One group of visitors I met this week were from a major Nordic bank and in Israel for the first time. Family, friends and work colleagues had warned them to be careful, to appreciate that there are armed solders and police everywhere, and be prepared for the worst! Their only regret was that they were here for just 36 hours. Those 36 hours were nevertheless a game changer for them.
Tel Aviv - a bright modern city, good infrastructure, hotel, restaurants, friendly people, hi-tech and other businesses booming – they were stunned. And apart from a couple of female solders in uniform and the odd police car driving around, there was nothing “to see”.
Later in the week, met with visitors from Switzerland and their reaction was much the same.
Maybe 10 million visitors a year is a pipe dream, but isn’t that what Israel is about – achieving the impossible!

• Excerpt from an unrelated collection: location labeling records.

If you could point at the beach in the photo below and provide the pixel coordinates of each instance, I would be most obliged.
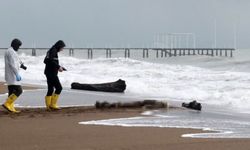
(35, 128)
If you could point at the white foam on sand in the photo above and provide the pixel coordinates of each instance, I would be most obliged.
(219, 126)
(150, 80)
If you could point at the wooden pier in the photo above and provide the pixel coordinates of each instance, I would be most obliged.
(159, 52)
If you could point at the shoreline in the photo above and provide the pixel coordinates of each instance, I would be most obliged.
(36, 128)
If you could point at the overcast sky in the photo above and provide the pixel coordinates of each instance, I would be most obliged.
(100, 23)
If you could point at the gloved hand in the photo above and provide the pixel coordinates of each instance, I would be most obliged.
(18, 77)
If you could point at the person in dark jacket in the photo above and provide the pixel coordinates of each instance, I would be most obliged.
(12, 76)
(51, 71)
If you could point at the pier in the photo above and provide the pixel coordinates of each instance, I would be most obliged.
(155, 52)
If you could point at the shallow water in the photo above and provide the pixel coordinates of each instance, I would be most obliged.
(221, 84)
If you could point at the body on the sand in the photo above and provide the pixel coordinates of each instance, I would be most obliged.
(12, 76)
(52, 68)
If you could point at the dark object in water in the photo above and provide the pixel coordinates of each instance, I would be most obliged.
(192, 105)
(148, 104)
(117, 86)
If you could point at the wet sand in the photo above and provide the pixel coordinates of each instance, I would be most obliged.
(38, 129)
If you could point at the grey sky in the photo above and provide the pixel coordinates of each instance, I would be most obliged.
(122, 22)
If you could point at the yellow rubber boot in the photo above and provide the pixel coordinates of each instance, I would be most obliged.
(54, 100)
(9, 104)
(48, 102)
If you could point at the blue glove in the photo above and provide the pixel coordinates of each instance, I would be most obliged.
(18, 77)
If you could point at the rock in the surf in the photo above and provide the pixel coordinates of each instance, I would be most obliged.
(117, 86)
(192, 105)
(147, 104)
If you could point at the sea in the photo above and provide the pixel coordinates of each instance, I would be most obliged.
(220, 84)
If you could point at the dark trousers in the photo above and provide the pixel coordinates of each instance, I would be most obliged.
(53, 82)
(15, 89)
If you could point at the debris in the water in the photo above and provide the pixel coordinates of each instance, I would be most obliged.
(148, 104)
(192, 105)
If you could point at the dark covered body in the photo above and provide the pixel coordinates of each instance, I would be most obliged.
(117, 86)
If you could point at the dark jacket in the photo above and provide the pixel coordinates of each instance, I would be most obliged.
(51, 60)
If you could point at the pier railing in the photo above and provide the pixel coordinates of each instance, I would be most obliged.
(159, 52)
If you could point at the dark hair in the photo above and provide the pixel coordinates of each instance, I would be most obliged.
(15, 44)
(59, 44)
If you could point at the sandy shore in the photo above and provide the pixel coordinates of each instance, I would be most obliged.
(37, 129)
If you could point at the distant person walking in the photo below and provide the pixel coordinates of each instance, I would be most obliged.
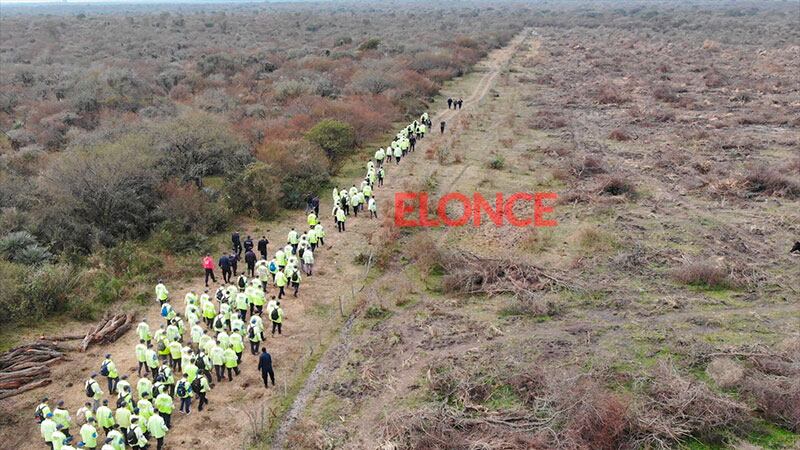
(208, 265)
(265, 366)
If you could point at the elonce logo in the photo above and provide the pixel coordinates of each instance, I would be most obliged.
(406, 203)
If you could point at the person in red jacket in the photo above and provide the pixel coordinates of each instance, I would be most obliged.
(208, 265)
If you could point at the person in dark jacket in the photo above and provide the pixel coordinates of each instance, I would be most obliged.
(225, 266)
(265, 366)
(262, 247)
(250, 259)
(237, 243)
(233, 259)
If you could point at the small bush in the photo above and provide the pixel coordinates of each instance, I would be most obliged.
(620, 136)
(615, 185)
(336, 138)
(376, 312)
(497, 163)
(702, 274)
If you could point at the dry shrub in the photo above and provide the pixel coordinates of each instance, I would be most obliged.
(676, 407)
(609, 94)
(600, 422)
(588, 166)
(778, 398)
(769, 181)
(616, 185)
(703, 274)
(547, 120)
(620, 135)
(726, 372)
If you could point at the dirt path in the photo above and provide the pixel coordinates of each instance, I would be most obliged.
(494, 65)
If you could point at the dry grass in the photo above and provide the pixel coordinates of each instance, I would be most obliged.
(703, 274)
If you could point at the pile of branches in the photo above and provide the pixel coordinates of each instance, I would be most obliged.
(26, 367)
(470, 274)
(109, 329)
(676, 407)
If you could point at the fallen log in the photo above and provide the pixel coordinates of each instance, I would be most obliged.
(108, 330)
(5, 393)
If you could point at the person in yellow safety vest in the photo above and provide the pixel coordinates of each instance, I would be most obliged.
(116, 439)
(398, 153)
(58, 438)
(144, 386)
(89, 434)
(152, 360)
(172, 332)
(209, 312)
(280, 257)
(104, 417)
(231, 363)
(217, 355)
(163, 349)
(281, 281)
(241, 304)
(41, 411)
(164, 406)
(372, 206)
(162, 294)
(168, 378)
(237, 345)
(379, 157)
(93, 391)
(122, 417)
(313, 238)
(295, 280)
(308, 261)
(293, 239)
(276, 317)
(340, 218)
(158, 429)
(109, 370)
(83, 413)
(47, 427)
(223, 340)
(141, 440)
(145, 407)
(319, 230)
(262, 272)
(258, 300)
(367, 191)
(61, 417)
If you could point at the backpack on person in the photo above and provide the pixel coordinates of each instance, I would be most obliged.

Not many in 1948 gave Israel a chance of survival and yet 65 years on the dessert is blooming, there is prosperity and the country goes from strengthen to strengthen. Israel somehow makes the old adage true – “the impossible can be achieved immediately, everything else takes time”.
What is critical regardless of 10, 9 or 8 million visitors is that each, no matter the reason for visiting Israel, returns home as an ambassador for the country. The more evangelists we have to counter the negative publicity put out by certain sections of the international media, the sooner a just peace can be achieved for all people of the region.